Russian business ombudsman Boris Titov: Commission for Entrepreneur’s Rights will be a real system intended to protect entrepreneurs’ rights. Source: Kommersant

Russian business ombudsman Boris Titov: Commission for Entrepreneur’s Rights will be a real system intended to protect entrepreneurs’ rights. Source: Kommersant

A new commission with branches in Russia’s regions will also work to protect the rights of entrepreneurs.

The office of Business Ombudsman Boris Titov is set to expand. In his work assisting entrepreneurs, Titov will now be assisted by a new Commission for Entrepreneur’s Rights. It will consist of a central commissioner and community commissioners, who will be responsible for particular areas of concern to entrepreneurs. The commission will also have representatives in several Russian regions.

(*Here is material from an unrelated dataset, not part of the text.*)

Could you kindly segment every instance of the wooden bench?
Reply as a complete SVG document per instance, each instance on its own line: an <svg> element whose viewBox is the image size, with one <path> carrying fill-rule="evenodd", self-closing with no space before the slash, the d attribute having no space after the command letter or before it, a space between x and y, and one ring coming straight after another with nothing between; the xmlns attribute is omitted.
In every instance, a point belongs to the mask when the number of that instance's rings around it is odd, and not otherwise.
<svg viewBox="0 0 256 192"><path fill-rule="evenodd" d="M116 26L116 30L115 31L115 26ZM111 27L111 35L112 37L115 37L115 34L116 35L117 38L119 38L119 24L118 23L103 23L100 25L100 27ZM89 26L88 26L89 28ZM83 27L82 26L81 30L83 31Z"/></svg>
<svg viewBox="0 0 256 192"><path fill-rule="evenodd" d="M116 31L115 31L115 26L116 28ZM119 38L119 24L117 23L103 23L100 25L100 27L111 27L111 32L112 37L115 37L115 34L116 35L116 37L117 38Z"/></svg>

“It will be a real system intended to protect entrepreneurs’ rights,” said Titov, describing the commission. “It will help the entire state system – law enforcement, administrative agencies – regulate the economy and ensure the rights of business representatives without whom any further development is impossible.”

The office, which will employ about 35 people, will work in coordination with non-governmental organizations including the Russian Union of Industrialists and Entrepreneurs (RSPP), Delovaya Rossiya and Opora Russia. In addition, Titov plans to establish a situation center where entrepreneurs will be able to consult with lawyers. “They may address to this center not only with the matters of business safety, but with a broad range of other issues in which business gets in contact with the state,” Titov said.  

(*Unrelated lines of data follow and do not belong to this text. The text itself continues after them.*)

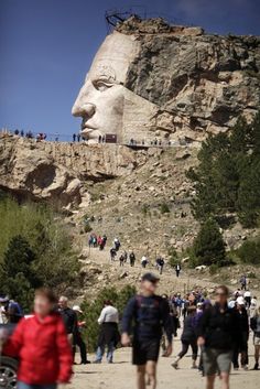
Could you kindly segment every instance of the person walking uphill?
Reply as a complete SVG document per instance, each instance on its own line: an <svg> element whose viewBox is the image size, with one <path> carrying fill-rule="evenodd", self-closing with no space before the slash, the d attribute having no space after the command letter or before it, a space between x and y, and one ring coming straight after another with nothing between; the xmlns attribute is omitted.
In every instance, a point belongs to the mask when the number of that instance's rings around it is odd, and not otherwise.
<svg viewBox="0 0 260 389"><path fill-rule="evenodd" d="M198 346L204 348L203 366L207 389L214 388L216 374L223 389L229 389L232 350L241 336L237 313L228 307L228 288L216 289L216 304L204 312L198 323Z"/></svg>
<svg viewBox="0 0 260 389"><path fill-rule="evenodd" d="M35 292L34 315L22 318L3 347L19 358L18 389L56 389L72 377L72 349L56 298L48 289Z"/></svg>
<svg viewBox="0 0 260 389"><path fill-rule="evenodd" d="M138 389L145 389L145 375L151 388L156 387L156 364L163 328L167 338L164 356L172 354L170 307L165 299L155 295L158 282L158 277L145 273L141 280L141 294L128 302L122 317L122 346L130 345L131 325L134 323L132 361L137 365Z"/></svg>
<svg viewBox="0 0 260 389"><path fill-rule="evenodd" d="M105 301L104 309L98 318L98 324L101 326L101 328L98 339L98 348L96 353L95 364L100 364L102 361L106 346L108 348L107 361L109 364L112 364L113 352L118 342L120 341L118 322L118 310L112 305L111 301Z"/></svg>
<svg viewBox="0 0 260 389"><path fill-rule="evenodd" d="M74 336L77 332L77 314L68 307L68 299L62 295L58 300L59 313L63 317L69 343L73 345Z"/></svg>
<svg viewBox="0 0 260 389"><path fill-rule="evenodd" d="M188 306L187 316L184 320L184 328L181 337L182 341L182 350L175 358L172 367L175 369L178 368L178 361L187 354L188 347L192 347L193 350L193 365L192 368L196 369L196 360L197 360L197 335L196 335L196 306Z"/></svg>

The commission will organize activities in individual areas as well, to inform entrepreneurs about such issues as taxation, customs, licensing and certification, building, protecting foreign investors here and Russian investors abroad. “For each area there will be a separate public institution which will be headed, as we hope, by a community commissioner,” Titov said.

According to him, the structure of the commissioners’ institution and the statute of community commissioners will be detailed in the law that regulates activities of the commissioner, which is scheduled is to be adopted by December. The law will also explain how regional commissioners will be appointed. According to a preliminary reading, candidates can be suggested by an association of entrepreneurs or candidates can nominate themselves. After the nomination period, the candidates will be presented to regional heads for their approval. According to Titov, President Vladimir Putin has already agreed to this procedure.

There has also been discussion over creating a working group in cooperation with the Ministry of the Interior and the public prosecutors’ office, although there has been some discrepancy over the cooperation between the two bodies. Titov would like representatives of the entrepreneur’s commission present during police searches of businesses; the Ministry of the Interior has responded that such a move would be possibly only by amending the criminal code. According to Andrei Nazarov, a co-chairman of CPP, during a meeting between Titov and Interior Minister Vladimir Kolokoltsev on July 19, Kolokoltsev said that the commission would be informed about searches only after they had begun.

“Both parties agreed with the fact that this procedure is within the current legislation,” Nazarov said. According to him, some amendments will be required in order to enable the commission to interfere in the procedures carried out by the law enforcement officials.

Titov himself is still positive about the potential agreement. “You’ll see the agreement signed with the Interior Ministry,” he said at the press conference announcing the new commission. According to Titov, there is a “normal constructive dialogue” in progress.